Japanese literature and Japanese poetry
The earliest works of Japanese literature include the Kojiki and Nihon Shoki chronicles and the Man’yoshu poetry anthology, all from the 8th century and written in Chinese characters. In the early Heian period, the system of phonograms known as kana (Hiragana and Katakana) was developed. The Tale of the Bamboo Cutter is considered the oldest Japanese narrative. An account of Heian court life is given in The Pillow Book by Sei Shonagon, while The Tale of Genji by Murasaki Shikibu is often described as the world’s first novel.

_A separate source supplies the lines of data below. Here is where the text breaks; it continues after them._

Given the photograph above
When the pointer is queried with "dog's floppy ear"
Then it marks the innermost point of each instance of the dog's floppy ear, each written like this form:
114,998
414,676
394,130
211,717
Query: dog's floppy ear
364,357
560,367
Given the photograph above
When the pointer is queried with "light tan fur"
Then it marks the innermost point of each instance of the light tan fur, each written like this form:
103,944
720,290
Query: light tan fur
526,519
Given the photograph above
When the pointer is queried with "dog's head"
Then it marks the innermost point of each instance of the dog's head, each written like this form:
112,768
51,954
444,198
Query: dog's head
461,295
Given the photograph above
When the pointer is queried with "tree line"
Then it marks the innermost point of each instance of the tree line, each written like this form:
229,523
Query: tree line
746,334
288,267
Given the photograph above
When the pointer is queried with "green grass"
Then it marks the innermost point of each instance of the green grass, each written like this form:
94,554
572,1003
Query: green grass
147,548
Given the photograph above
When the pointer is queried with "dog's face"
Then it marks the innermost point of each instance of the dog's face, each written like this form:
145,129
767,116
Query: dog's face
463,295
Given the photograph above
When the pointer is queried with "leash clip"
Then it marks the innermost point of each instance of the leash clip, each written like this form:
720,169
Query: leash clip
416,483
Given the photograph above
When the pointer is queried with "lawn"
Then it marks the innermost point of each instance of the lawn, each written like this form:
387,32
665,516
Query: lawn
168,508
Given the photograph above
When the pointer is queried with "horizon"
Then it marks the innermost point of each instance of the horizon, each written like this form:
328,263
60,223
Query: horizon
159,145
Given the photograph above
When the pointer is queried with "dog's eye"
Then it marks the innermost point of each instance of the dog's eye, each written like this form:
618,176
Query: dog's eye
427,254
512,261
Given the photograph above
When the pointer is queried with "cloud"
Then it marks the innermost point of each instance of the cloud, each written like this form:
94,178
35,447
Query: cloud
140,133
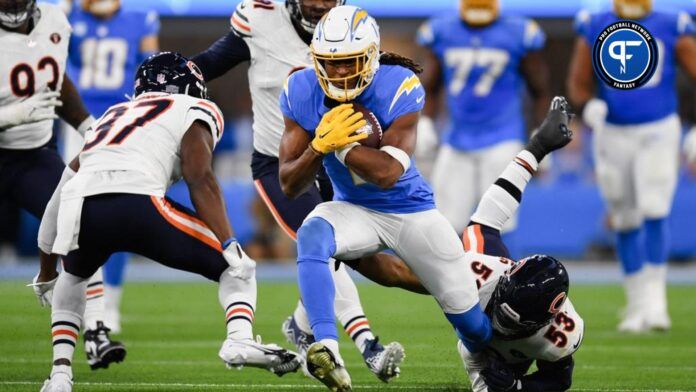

During the Edo period, the chonin (“townspeople”) overtook the samurai aristocracy as producers and consumers of literature. The popularity of the works of Saikaku, for example, reveals this change in readership and authorship, while Basho revivified the poetic tradition of the Kokinshu with his haikai (haiku) and wrote the poetic travelogue Oku no Hosomichi. The Meiji era saw the decline of traditional literary forms as Japanese literature integrated Western influences. Natsume Soseki and Mori Ogai were the first “modern” novelists of Japan, followed by Ryunosuke Akutagawa, Jun’ichiro Tanizaki, Yukio Mishima and, more recently, Haruki Murakami. Japan has two Nobel Prize-winning authors—Yasunari Kawabata (1968) and Kenzaburo Oe (1994).